Background/Purpose: The purpose of this study was to determine the best predictors of winning Korean pro-basketball games for men employing four statistical analysis.
Method: Korea Basketball League(KBL) informs the records of 12 variables [(2P%(rate of 2-point shots), 3P%(rate of 3-point shots), FT%(rate of free throw shots), OR(offensive rebounds), AS(assist), TO(turnovers), DR(defensive rebounds), ST(steals), GD(good defenses), BS(block shots), WFT(fouls with free throw), WOFT(fouls without free throw)], respectively. These 12 variables from a total of 2970 game records in 2001-2012 were employed to estimate winning and losing the games. Discriminant analysis, logistic regression, decision tree analysis, and artificial neural network analysis utilizing statistical software (PASW 18.0) were applied to determine the best winning estimation of the games.

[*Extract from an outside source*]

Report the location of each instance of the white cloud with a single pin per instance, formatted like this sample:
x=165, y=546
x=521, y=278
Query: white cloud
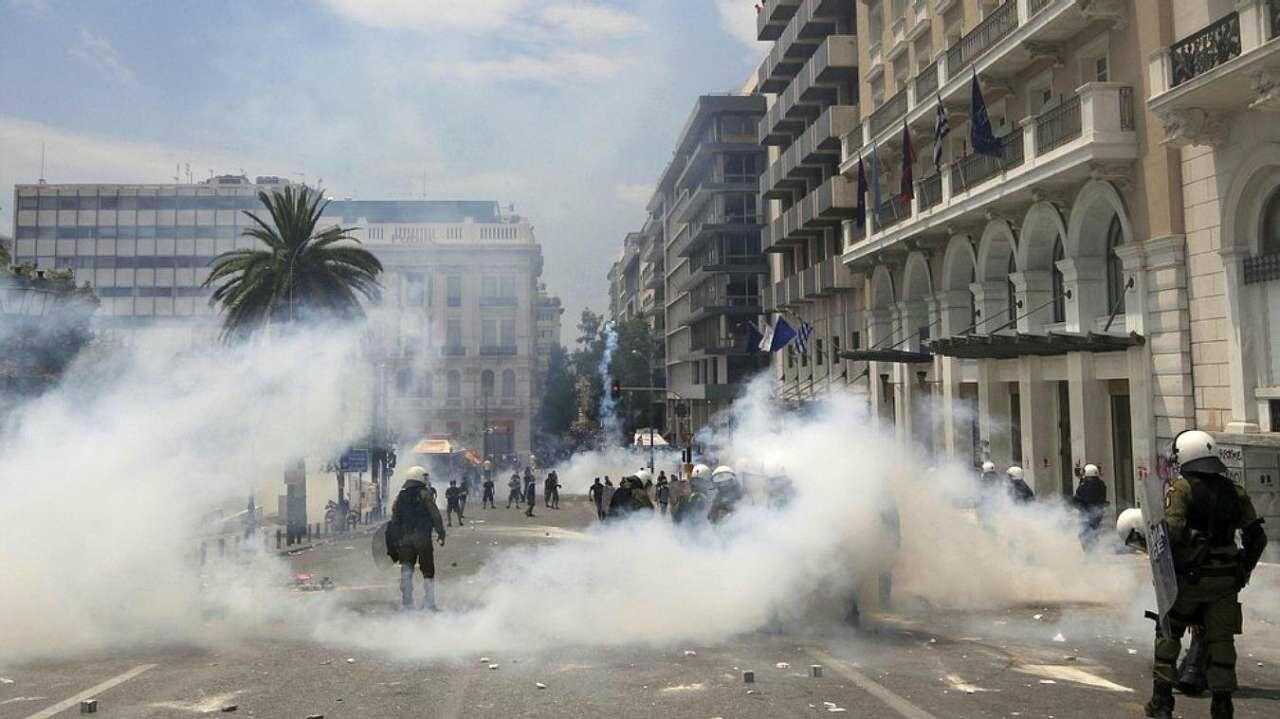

Analysis/Results: The better predictors of winning the game from both discriminant analysis and logistic regression were DR, 3P%, 2P%, ST, and TO. On the other hand, the predictors from the decision tree analysis were DR, 2P%, 3P%, ST, and TO. The good estimators from the artificial neural network analysis were DR, 2P%, 3P%, TO, and ST, respectively.
Conclusions: All estimating methods showed that the five different predictors were significantly affected on the defeat of men's pro-basketball games in Korea. Although the impact of these five factors to estimate the probability of winning games were similar, the most frequently selected predictor among four statistical methods was DR.